Verkehrsexperten sind empört über neue Urteile zur EU-Fahrerlaubnis

Im Ausland erworbene Führerscheine müssen von den deutschen Behörden akzeptiert und umgeschrieben werden! Das jüngste Eilurteil des Augsburger Verwaltungsgerichts sorgt für neue heiße Diskussionen und Verwirrung über die Legalität des Führerscheintourismus, der es jährlich rund 100 000 Autofahrern aus Deutschland ermöglicht, ihre wegen Trunkenheit oder Drogen abgenomme Fahrerlaubnis im Ausland schnell und günstiger als hier zu Lande wieder zu erhalten.

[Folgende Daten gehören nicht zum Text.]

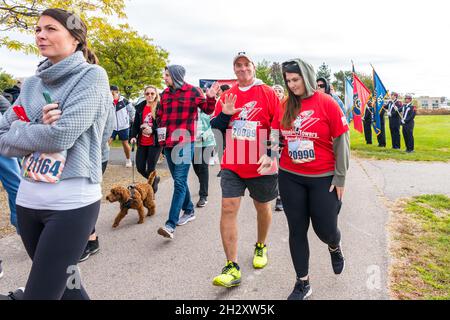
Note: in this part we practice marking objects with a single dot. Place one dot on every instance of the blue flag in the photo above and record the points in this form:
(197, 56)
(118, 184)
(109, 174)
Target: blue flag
(379, 94)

Das Augsburger Gericht bestätigte nämlich jetzt die vom Europäischen Gerichtshof gefällte Entscheidung, wonach im Ausland erworbene EU-Führerscheine grundsätzlich in Deutschland gültig sind und auf Antrag auch umgeschrieben werden müssen.

(Az.: Au 3 S 06.600)

Autoclubs, Psychologen und Verkehrsbehörden laufen jetzt Amok gegen diese Entscheidung. Der Münchner Verkehrsjurist und Rechtsanwalt Stefan Schünemann: „Wer seinen deutschen Führerschein wegen einem Alkohol- oder Drogendelikt verloren hat, darf sich mit einer im Ausland gemachten Fahrerlaubnis nach Ablauf der Sperrfrist auch in Deutschland wieder hinters Steuer setzen, auch wenn ihm zur Wiedererlangung des Führerscheines hier zu Lande eigentlich eine medizinisch- psychologische Untersuchung (MPU) auferlegt wurde.“

Der Hinweis des bayerischen Innenministeriums, wonach die im Ausland erworbene Fahrerlaubnis ohne die gefürchtete MPU nur gelte, wenn der Inhaber auch tatsächlich mehr als 185 Tage in dem Land lebt, in dem er den Führerschein erworben hat, ist nach Aussage von Experten juristisch höchst zweifelhaft und in der Regel meist auch nicht nachkontrollierbar. ADAC-Experte Dr. Markus Schäpe zur tz: „In Tschechien gibt es die 185-Tage-Aufenthaltsregel noch nicht. Daher sind die Behörden dort auch nicht angehalten, entsprechende Anfragen aus Deutschland über die Aufenthaltsdauer eines deutschen Staatsbürgers mit neuem tschechischem Führerschein zu beantworten.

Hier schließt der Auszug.